# what to do this summer



## drunken marauder (Apr 20, 2008)

So what is everyone doing this summer??? I can decide whether to hop out to portland and o.d.... Or go to Vancouver to buy sum toilet paper.... Whats everyone elses plans??


----------



## drunken marauder (Apr 21, 2008)

perma culture??? was thinking bout goin to oregon whats perma culture??


----------



## Poking Victim (May 12, 2008)

permaculture is self-sustainability and evironmental consciousness
or something along those lines
doing everything sustainable and eco-friendly


----------



## Matt Derrick (May 12, 2008)

unfortunately, ill be in new orleans all summer and pretty much until next year. feel free to come by and visit though!


----------



## drunken marauder (May 17, 2008)

hmm perma culture sounds like fun do you make your own pachulie oil???????


----------



## john1158 (May 17, 2008)

ArrowInOre said:


> I plan on playing fat hippy all summer and making money. Maybe start drinkin again, we'll see. I am thinking of getting involved with a permaculture group outside of portland, we'll see



start drinking again???? 
oh no.......
iam about the money making....
selling my cruster bling coast to coast.....


----------



## Robot (May 20, 2008)

i am catchning my first train......then going to the west coast for a while, down to austin tx, then new orleans, then back up to minnesota. my best friend has been catching trains for a while now so hes being gracious enough to take me. how lucky i feel.....


----------



## blackmatter (May 20, 2008)

i dont know about you all but iplan on dancing naked in babbling brooks


----------



## Mouse (May 20, 2008)

I plan on getting my record clean and getting healthy and trying to enjoy summer


----------



## Dameon (May 22, 2008)

So far, Folklife here in Seattle, the Rainbow Gathering in Wyoming at the beginning of July, and Deep Life Quarry in Ohio later in July. Assuming the railroad gods feel like getting me all those places at the right times.


----------



## Bendixontherails (May 23, 2008)

what's deep life quarry?


----------



## spoorprint (May 29, 2008)

When I went to Deep Lock Quarry in 05 (the first year) it was kind of small.
From the reports I've read on didgihitch its grown, but don't be surprised if it isn't to big.

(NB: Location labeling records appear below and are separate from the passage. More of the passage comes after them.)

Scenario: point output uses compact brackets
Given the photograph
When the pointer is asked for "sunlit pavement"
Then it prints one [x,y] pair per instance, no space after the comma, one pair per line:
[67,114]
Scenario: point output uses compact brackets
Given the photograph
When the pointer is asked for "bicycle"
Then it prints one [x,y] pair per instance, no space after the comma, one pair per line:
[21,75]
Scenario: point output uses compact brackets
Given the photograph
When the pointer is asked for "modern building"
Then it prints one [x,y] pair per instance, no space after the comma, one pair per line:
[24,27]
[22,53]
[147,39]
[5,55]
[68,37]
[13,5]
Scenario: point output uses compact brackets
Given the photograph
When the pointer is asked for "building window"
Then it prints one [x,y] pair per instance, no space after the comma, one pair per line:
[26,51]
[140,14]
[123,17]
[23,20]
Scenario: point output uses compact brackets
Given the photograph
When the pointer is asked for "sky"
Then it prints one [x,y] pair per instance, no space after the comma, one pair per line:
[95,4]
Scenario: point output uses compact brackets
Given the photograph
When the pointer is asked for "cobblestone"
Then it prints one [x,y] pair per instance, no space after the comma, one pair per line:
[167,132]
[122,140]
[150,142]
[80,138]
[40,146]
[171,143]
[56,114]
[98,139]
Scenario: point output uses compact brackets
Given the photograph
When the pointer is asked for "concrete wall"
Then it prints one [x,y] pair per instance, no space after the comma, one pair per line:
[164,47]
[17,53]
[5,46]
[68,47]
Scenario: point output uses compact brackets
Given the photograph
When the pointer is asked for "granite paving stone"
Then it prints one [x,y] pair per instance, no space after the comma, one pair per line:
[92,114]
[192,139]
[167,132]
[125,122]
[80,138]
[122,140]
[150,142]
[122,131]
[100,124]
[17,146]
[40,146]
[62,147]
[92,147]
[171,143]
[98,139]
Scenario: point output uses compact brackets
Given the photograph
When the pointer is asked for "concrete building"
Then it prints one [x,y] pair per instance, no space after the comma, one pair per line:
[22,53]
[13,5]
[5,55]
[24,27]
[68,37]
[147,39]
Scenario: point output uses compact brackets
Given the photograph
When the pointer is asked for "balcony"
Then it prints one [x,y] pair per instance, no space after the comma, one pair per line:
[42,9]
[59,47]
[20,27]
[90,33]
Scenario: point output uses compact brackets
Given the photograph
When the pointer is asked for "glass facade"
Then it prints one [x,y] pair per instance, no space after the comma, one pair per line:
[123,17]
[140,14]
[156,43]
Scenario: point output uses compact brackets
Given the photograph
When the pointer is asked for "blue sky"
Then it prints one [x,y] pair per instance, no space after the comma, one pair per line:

Thirteen days til I leave for Alaska to process fish.


----------



## vagabond (Aug 5, 2008)

rememberusername said:


> ride Michigan shortlines!
> 
> i dare you!
> 
> i wish i had the care to.


what does this entail, exactly? 
i've been living away from home for a month and a half, and i'm currently residing in west michigan (grand rapids area). 
i need some adventure, and this sounds somewhat exciting.


----------